公共空間のありかたについて |
司会:
話題が「公共空間とは何か」に集中したようです。 私も事前に資料を読ませていただいたとき、 資料の「定義・還元・脱臭・滅菌・整理・分類の拒否」と「合意形成の拒否」という言葉が気になりました。 定義の拒否や合意形成の拒否を文字通り受け取ると、 一種の自己矛盾に陥ってしまうのではないかと思ったのです。
おっしゃっておられることの意味は、 競合の空間としていろんな考えを持つ人が安易に妥協するのではなく、 それぞれの領分を守って共存していくことが公共空間のあり方だということではないでしょうか。 そうした行為の中には、 公園の限定された使い方も許容せざるを得ないことも含まれると思います。
いろんな正義が複数存在していて、 矛盾したりぶつかり合いながらひとつの空間を作っていくのが、 ハンナ・アレントの言う公共性ではないかと思います。 その時には、 ある程度のモザイク化は避けられないだろうということでしょうか。
平山:
アレントは「人間は多数だ」と言っています。 「人間は多数であり、 一人一人違う、 しかし共通の空間を持っている。 それがパブリック・スペースだ」というのが私の理解です。 ただアレントに対する批判として「そんな空間はありえない」という指摘があります。 理論としてはある得るのでしょうが、 事実性がないということなんでしょう。

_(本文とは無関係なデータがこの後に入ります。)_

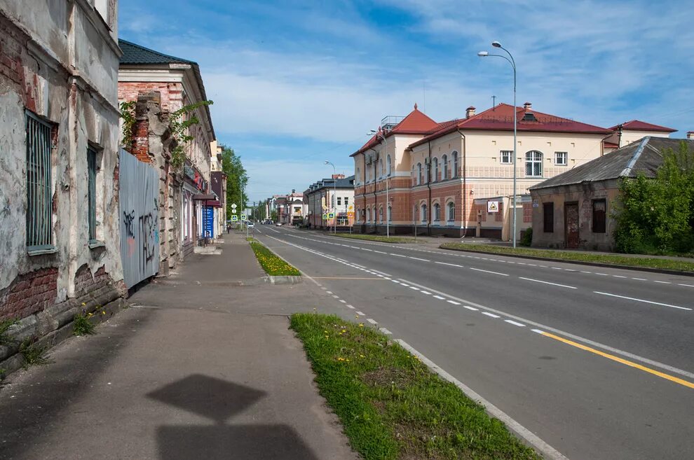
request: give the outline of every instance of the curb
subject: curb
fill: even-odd
[[[444,243],[445,244],[445,243]],[[539,257],[537,256],[525,256],[522,254],[503,254],[498,252],[487,252],[475,249],[461,249],[458,248],[444,248],[443,244],[439,246],[440,249],[446,251],[458,251],[459,252],[474,252],[477,254],[487,254],[503,257],[515,257],[520,259],[531,259],[533,260],[545,260],[547,262],[561,262],[563,263],[575,263],[578,265],[590,265],[592,267],[604,267],[605,268],[620,268],[622,270],[636,270],[638,272],[650,272],[651,273],[663,273],[665,274],[678,274],[684,277],[694,277],[694,272],[680,272],[665,268],[651,268],[650,267],[634,267],[632,265],[618,265],[613,263],[601,263],[600,262],[586,262],[585,260],[571,260],[569,259],[557,259],[553,257]]]
[[[104,323],[113,317],[118,312],[129,307],[130,305],[123,298],[119,297],[114,300],[111,300],[103,307],[95,309],[94,311],[105,312],[106,314],[102,315],[95,314],[94,316],[90,319],[90,321],[94,323],[95,326]],[[74,314],[76,312],[73,312],[71,310],[70,312]],[[73,319],[73,320],[65,323],[58,329],[53,330],[46,335],[38,337],[34,344],[43,348],[44,351],[48,351],[50,349],[62,343],[68,339],[75,337],[75,335],[73,335],[72,333],[74,323],[74,319]],[[25,337],[24,338],[30,338],[30,337]],[[19,341],[21,342],[21,340]],[[0,382],[4,380],[8,375],[15,371],[21,369],[25,365],[24,357],[19,351],[19,343],[13,344],[11,347],[6,348],[10,349],[8,350],[10,354],[6,355],[4,361],[0,361],[0,368],[4,370],[4,372],[2,374],[0,374]]]

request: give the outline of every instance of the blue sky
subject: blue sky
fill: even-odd
[[[219,141],[252,200],[339,172],[386,115],[417,102],[437,121],[512,103],[610,127],[694,130],[687,1],[121,0],[119,35],[197,62]]]

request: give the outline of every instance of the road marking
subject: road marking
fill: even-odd
[[[441,378],[450,382],[454,385],[459,388],[464,393],[468,395],[468,398],[472,400],[477,401],[479,404],[484,406],[487,414],[501,421],[505,425],[508,426],[511,431],[517,433],[518,435],[522,438],[530,445],[534,447],[540,451],[540,453],[542,454],[543,456],[549,459],[550,460],[569,460],[566,456],[562,455],[561,452],[543,441],[534,433],[521,425],[501,409],[482,398],[471,388],[440,368],[433,361],[415,349],[412,348],[407,342],[400,339],[397,339],[395,341],[397,342],[400,346],[402,347],[402,348],[419,357],[422,363],[431,369],[432,371],[438,374]]]
[[[552,286],[558,286],[560,288],[569,288],[569,289],[578,289],[578,288],[573,286],[566,286],[566,284],[557,284],[557,283],[550,283],[550,281],[543,281],[540,279],[533,279],[532,278],[524,278],[523,277],[518,277],[520,279],[524,279],[526,281],[535,281],[536,283],[542,283],[543,284],[551,284]]]
[[[457,263],[446,263],[445,262],[434,262],[434,263],[437,263],[440,265],[450,265],[451,267],[458,267],[463,268],[463,265],[458,265]]]
[[[613,361],[617,361],[618,363],[621,363],[622,364],[625,364],[630,367],[639,369],[639,370],[643,370],[644,372],[648,372],[649,374],[653,374],[653,375],[657,375],[661,378],[669,380],[670,382],[674,382],[675,383],[679,384],[680,385],[683,385],[688,388],[694,389],[694,383],[690,382],[687,382],[682,379],[678,378],[676,377],[669,375],[669,374],[665,374],[660,371],[655,370],[655,369],[651,369],[651,368],[646,368],[646,366],[641,365],[633,361],[630,361],[626,359],[623,359],[618,356],[615,356],[613,354],[608,353],[605,353],[604,351],[601,351],[600,350],[597,350],[594,348],[591,348],[590,347],[586,347],[585,345],[573,342],[573,340],[569,340],[565,339],[563,337],[559,337],[559,335],[554,335],[554,334],[550,334],[550,333],[540,332],[545,337],[549,337],[555,340],[559,340],[559,342],[563,342],[565,344],[571,345],[572,347],[576,347],[576,348],[580,348],[582,350],[585,350],[586,351],[590,351],[591,353],[594,353],[597,355],[601,356],[604,358],[607,358],[608,359],[611,359]]]
[[[481,268],[472,268],[472,267],[470,267],[470,270],[475,270],[475,272],[484,272],[485,273],[493,273],[494,274],[501,274],[502,277],[508,276],[505,273],[499,273],[498,272],[490,272],[489,270],[483,270]]]
[[[625,295],[618,295],[617,294],[611,294],[606,292],[599,292],[598,291],[594,291],[596,294],[601,294],[603,295],[609,295],[610,297],[618,297],[620,299],[627,299],[628,300],[635,300],[636,302],[643,302],[644,303],[650,303],[654,305],[662,305],[663,307],[670,307],[671,308],[678,308],[681,310],[691,310],[692,309],[687,307],[678,307],[677,305],[671,305],[669,303],[662,303],[660,302],[653,302],[652,300],[644,300],[644,299],[637,299],[633,297],[626,297]]]

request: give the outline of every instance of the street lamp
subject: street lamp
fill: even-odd
[[[503,59],[508,61],[508,63],[511,64],[513,67],[513,247],[516,247],[516,130],[518,125],[516,115],[516,62],[513,59],[513,56],[509,53],[508,50],[501,46],[501,43],[498,41],[492,41],[491,46],[494,48],[498,48],[503,50],[508,55],[508,57],[506,57],[503,55],[490,55],[487,51],[480,51],[477,53],[477,55],[480,57],[487,57],[487,56],[494,56],[495,57],[503,57]],[[510,59],[509,59],[510,58]]]
[[[332,167],[332,184],[333,188],[333,197],[331,202],[335,202],[334,212],[333,214],[333,221],[332,221],[332,232],[337,235],[337,172],[335,169],[335,165],[329,162],[327,160],[325,160],[326,165],[329,165]],[[332,203],[331,203],[332,204]]]
[[[383,133],[381,131],[376,131],[376,130],[371,130],[372,134],[375,134],[376,137],[380,136],[381,139],[383,141],[383,155],[386,155],[386,237],[390,237],[390,213],[388,211],[388,207],[390,205],[390,202],[388,200],[388,178],[389,172],[388,170],[388,141],[386,140],[386,137],[383,136]]]

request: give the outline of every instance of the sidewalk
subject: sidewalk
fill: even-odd
[[[287,329],[334,302],[310,283],[223,284],[264,275],[244,236],[224,236],[221,255],[192,255],[175,284],[11,375],[0,459],[358,459]]]

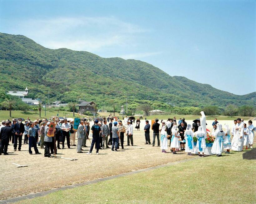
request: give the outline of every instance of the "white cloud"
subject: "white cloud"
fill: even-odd
[[[133,53],[128,55],[124,55],[120,56],[120,57],[126,59],[139,59],[143,57],[150,57],[154,55],[160,55],[162,53],[161,52],[144,52],[137,53]]]
[[[20,34],[48,48],[89,52],[134,45],[138,35],[148,31],[114,17],[60,17],[17,23]]]

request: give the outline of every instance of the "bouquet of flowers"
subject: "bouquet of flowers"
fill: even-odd
[[[213,143],[215,139],[213,137],[207,134],[205,139],[205,143]]]

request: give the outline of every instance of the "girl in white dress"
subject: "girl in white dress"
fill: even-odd
[[[254,139],[254,130],[256,129],[256,128],[253,126],[252,121],[249,121],[248,124],[249,124],[247,127],[249,129],[249,147],[250,147],[251,149],[252,149],[253,140]]]
[[[168,144],[167,141],[167,126],[165,125],[165,123],[163,122],[162,123],[163,126],[161,130],[161,146],[160,148],[162,149],[162,152],[163,153],[167,153],[165,149],[168,149]]]
[[[196,147],[197,151],[198,152],[198,156],[199,157],[204,157],[204,149],[206,148],[205,144],[205,138],[206,138],[206,133],[203,129],[202,126],[199,126],[198,130],[194,133],[197,138],[197,142],[196,143]],[[202,153],[202,154],[200,154]]]
[[[244,130],[243,134],[244,140],[244,146],[245,146],[245,149],[248,149],[248,144],[249,144],[249,129],[246,127],[246,124],[244,124]]]
[[[175,148],[180,148],[180,142],[179,139],[180,138],[180,133],[177,129],[177,126],[176,124],[173,125],[171,130],[172,137],[171,139],[171,145],[170,147],[172,149],[172,154],[176,154],[175,152]]]
[[[225,124],[225,138],[224,139],[224,148],[226,151],[225,153],[230,154],[229,150],[231,149],[231,136],[230,135],[230,129],[227,124]]]
[[[223,150],[223,137],[224,134],[224,131],[222,130],[222,125],[220,124],[218,126],[217,129],[214,133],[215,140],[213,143],[211,151],[212,154],[216,154],[217,157],[221,156],[221,153]]]
[[[192,155],[191,153],[193,151],[194,149],[194,142],[193,141],[194,133],[190,124],[188,125],[184,136],[186,140],[185,152],[188,153],[188,155]]]

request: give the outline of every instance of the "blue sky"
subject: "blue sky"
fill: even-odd
[[[235,94],[256,91],[254,1],[0,0],[0,32],[139,59]]]

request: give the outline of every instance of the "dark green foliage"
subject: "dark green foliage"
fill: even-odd
[[[45,97],[50,102],[81,99],[96,102],[102,109],[105,102],[113,109],[114,100],[116,112],[122,105],[126,110],[127,98],[132,112],[140,104],[170,111],[173,106],[256,107],[256,92],[235,95],[185,77],[170,76],[140,61],[104,58],[65,48],[51,50],[22,36],[1,33],[0,80],[0,102],[8,97],[7,90],[23,90],[27,86],[29,96],[40,98],[44,104]]]

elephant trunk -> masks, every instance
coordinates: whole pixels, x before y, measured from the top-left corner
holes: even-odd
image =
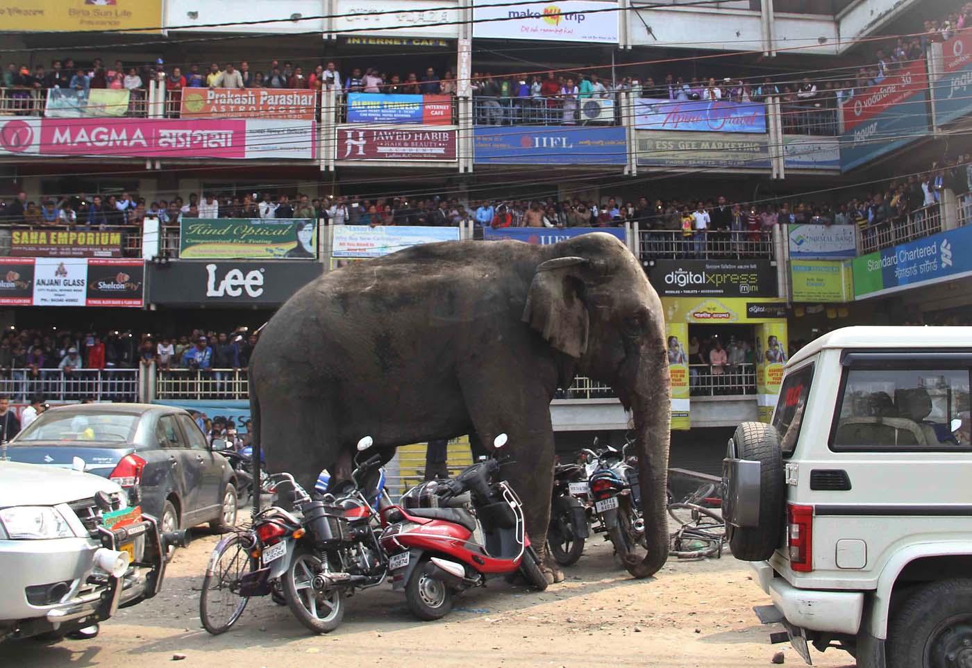
[[[664,341],[664,337],[659,339]],[[655,348],[658,350],[655,350]],[[668,532],[668,462],[671,423],[671,382],[664,345],[651,344],[643,351],[639,369],[638,390],[632,398],[635,438],[638,452],[638,476],[644,513],[644,538],[647,554],[640,559],[629,555],[625,563],[635,578],[654,575],[669,554]]]

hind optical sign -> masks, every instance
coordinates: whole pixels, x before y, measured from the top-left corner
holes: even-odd
[[[618,11],[613,2],[527,2],[522,5],[496,5],[492,0],[475,0],[472,36],[515,40],[557,42],[618,41]],[[483,20],[485,19],[485,20]]]

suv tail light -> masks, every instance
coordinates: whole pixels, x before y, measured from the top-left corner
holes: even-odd
[[[790,568],[799,573],[814,570],[814,507],[786,507]]]
[[[138,455],[125,455],[112,472],[112,482],[118,482],[122,487],[134,487],[142,481],[142,472],[145,470],[145,460]]]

これは、 今おっしゃったように「ある程度のモザイク化は避けられない」という批判だろうと思います。 ただ、 私は事実としてはあり得ないかもしれないけれど、 アレントが書いたことは美しいと思います。
司会:
今日のお話をうかがいながら何となく思ったのですが、 アジアがアメリカ化しつつあるとすれば、 アメリカはアジア的なものに21世紀を託すことになるのかも知れない。 こんな感想で今日のセミナーを締めくくりたいと思います。
平山先生、 長時間にわたりありがとうございました。